The different methods to block the tubes in tubectomy are by ligating the tubes, by cauterizing and cutting them. by putting a fallope ring to occlude them or by applying a clip on the tubes.
Approaches To Do Tubectomy
- Laparotomy (concurrent with caesarean section)
Laparoscopic Sterilisation/ Tubectomy: This is a day care procedure whereby two small holes are made under anaesthesia and the abdomen is inflated with carbon dioxide. Under vision, the tubes are ligated with falope rings or sometimes they are cauterized and cut at the isthmic region.
Mini-Laparotomy: A small incision is made in the supra-pubic region and tubes are pulled out and ligated with thread and cut. It can be used in the interval period for sterilization. This method can be opted for in the immediate post-partum period after delivery, but the site of the incision will be higher as the uterus is bigger at that time. Also, this technique can be used where laparoscopy facilities are not available.
Laparotomy (Concurrent With C-Section): Tubectomy can also be done during a caesarean section if a patient wants it and her family is completed. However, this should be postponed, it any complication for the mother or the new-born is anticipated.
Hysteroscopic: This method is not exactly tubectomy, but it is tubal occlusion whereby a device named Essure is put hysteroscopically at the tubal ostia under vision. This too is a permanent method of family planning. The method takes three months for completion as the device causes fibrosis and occludes the ostia, The advantage of Essure includes no incision or scar on the abdomen, rapid recovery and a day care procedure. And the disadvantage of Essure is that, it is a costly procedure and is not immediate – one has to wait for three months.

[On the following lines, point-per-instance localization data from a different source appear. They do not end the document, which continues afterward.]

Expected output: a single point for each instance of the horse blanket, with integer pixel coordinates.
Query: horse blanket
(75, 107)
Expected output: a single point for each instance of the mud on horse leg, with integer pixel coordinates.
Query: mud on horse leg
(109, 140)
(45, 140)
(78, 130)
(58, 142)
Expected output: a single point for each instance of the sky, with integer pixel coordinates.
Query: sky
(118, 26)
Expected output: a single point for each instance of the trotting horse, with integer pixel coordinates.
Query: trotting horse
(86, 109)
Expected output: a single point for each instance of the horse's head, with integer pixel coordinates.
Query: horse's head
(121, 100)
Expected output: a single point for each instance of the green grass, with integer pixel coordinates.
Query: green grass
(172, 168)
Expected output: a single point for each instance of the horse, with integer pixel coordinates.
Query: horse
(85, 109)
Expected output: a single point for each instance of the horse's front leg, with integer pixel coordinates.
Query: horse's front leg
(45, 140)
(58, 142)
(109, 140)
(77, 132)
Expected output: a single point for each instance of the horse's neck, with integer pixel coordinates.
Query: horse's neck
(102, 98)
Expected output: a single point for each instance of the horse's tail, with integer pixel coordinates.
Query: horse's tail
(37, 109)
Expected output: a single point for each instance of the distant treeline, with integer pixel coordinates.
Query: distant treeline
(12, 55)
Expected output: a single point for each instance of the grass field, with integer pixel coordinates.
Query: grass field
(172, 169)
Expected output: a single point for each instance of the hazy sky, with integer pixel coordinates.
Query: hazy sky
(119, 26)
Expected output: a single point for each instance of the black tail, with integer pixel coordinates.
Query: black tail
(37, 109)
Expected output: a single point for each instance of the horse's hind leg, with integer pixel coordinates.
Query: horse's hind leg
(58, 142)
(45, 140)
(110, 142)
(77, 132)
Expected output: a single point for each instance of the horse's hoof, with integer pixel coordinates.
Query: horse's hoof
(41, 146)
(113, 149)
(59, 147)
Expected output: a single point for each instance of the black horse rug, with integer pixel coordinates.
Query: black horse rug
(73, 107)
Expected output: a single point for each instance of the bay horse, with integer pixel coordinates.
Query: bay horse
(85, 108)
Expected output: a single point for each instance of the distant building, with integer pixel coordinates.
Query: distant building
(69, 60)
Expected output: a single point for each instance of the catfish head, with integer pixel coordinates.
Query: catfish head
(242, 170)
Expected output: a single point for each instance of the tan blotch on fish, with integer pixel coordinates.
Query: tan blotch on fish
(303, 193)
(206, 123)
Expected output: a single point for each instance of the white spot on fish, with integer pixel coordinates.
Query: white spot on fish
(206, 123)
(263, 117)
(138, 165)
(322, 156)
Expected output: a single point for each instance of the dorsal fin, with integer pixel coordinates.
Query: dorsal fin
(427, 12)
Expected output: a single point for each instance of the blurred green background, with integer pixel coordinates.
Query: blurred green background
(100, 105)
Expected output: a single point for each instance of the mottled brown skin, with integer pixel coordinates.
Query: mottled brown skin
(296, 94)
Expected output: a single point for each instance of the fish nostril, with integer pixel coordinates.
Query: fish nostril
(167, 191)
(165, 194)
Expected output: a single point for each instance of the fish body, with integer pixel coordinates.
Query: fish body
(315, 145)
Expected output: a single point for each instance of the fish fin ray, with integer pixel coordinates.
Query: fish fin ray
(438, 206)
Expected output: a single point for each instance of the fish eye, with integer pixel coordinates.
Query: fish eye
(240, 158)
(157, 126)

Important: Proper counselling and informed consent is mandatory before doing this procedure and women should be well informed that this is a permanent method of sterilization. A woman should also be mentally stable to take this decision. She must be aware that there is a small chance of failure with this procedure as well and chances of getting an ectopic pregnancy, il the procedure fails.
A woman undergoing this procedure should fully understand that it is a permanent method of family planning
Contraindications For Tubectomy
- Laparoscopic approach is contraindicated it there is a severe heart or lung disease.
- Special legal and ethical formalities should be carried out in the case of psychological or intellectual disability.
- Make sure the woman is not pregnant.
- Concurrent sterilization should be deferred if neonatal or maternal complications are suspected.
- The patient should make the request herself and she should not be under external pressure.
Is Tubectomy Reversible?
A woman undergoing this procedure should fully understand that it is a permanent method of family planning. In rare cases, women do ask for a reversal of the procedure, but it involves a major and complicated surgical procedure and also the success rate of the reversal is not very good, in terms of pregnancies after the reversal. Also, there are high chances of getting an ectopic pregnancy after the reversal.
As this is an abdominal surgery done under anaesthesia, complications can happen related to anaesthesia, bleeding, infection and also sometimes the procedure may fail resulting in an ectopic pregnancy.
Tubectomy VS Vasectomy
As tubectomy is for women, vasectomy is for men. Both are permanent methods of family planning. In vasectomy seminal vesicles are cut unlike tubectomy where fallopian tubes are cut. Tubectomy is an abdominal surgery and may involve complications at times, related to anaesthesia and infections or bleeding, whereas vasectomy ¡s a simpler procedure as compared to tubectomy. In this procedure, the seminal vesicles are cut. These tubes are present very close to the skin and can be accessed easily, so it is not a major surgery which can be done under local anaesthesia.